Al mismo tiempo, una abrumadora mayoría de Estados, tanto del norte como del sur global, han perdido la paciencia con Israel, en particular por su negativa a permitir la asistencia humanitaria a Gaza, pese al fallo claro de la CIJ a principios de 2024. En abril y mayo de 2025 se celebraron audiencias en La Haya sobre un tercer caso ante la CIJ que involucra a Israel, solicitada por la Asamblea General por un voto de 137 a favor, 12 en contra y 22 abstenciones, esta vez centrado específicamente en sus obligaciones para permitir los esfuerzos de socorro de la ONU, en el contexto de un bloqueo de meses y una hambruna generalizada en el territorio. De los 39 Estados, incluido España, que intervinieron ante la Corte, solo Estados Unidos y Hungría argumentaron que Israel no estaba violando el derecho internacional al cerrar las operaciones de la agencia de Naciones Unidas dedicada a los refugiados palestinos (UNRWA). Pero la voluntad política de la mayoría de los países occidentales no ha llegado al punto de cuestionar el apoyo financiero, político y militar que ha permitido a Israel llevar a cabo su campaña de devastación masiva contra la población civil.

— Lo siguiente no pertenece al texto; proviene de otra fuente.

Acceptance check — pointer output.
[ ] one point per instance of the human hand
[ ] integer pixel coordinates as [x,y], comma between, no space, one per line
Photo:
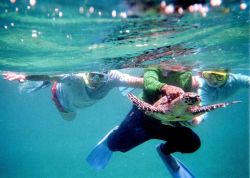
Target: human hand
[14,76]
[171,91]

Mientras Israel pueda contar con el apoyo incondicional de Estados Unidos, mientras los Estados democráticos sigan invocando su “amistad” con Israel para eludir sus propias obligaciones, y mientras no se implemente un embargo de armas y máxima presión económica, difícilmente se verá disuadido de actuar al margen de la legalidad. El asesinato y la hambruna deliberada del pueblo de Gaza están ocurriendo ante los ojos del mundo.

Nos encontramos en una encrucijada. La pregunta es ineludible: ¿será la justicia internacional una víctima más que muera entre los escombros de Gaza o logrará renacer de entre ellos, fortalecida y con renovada legitimidad?

Reed Brody, abogado estadounidense especializado en crímenes de guerra, es autor de Atrapar a un dictador. La búsqueda de la justicia en un mundo de impunidad (Debate), que se publica el 29 de mayo con traducción de Gala Sicart Olavide.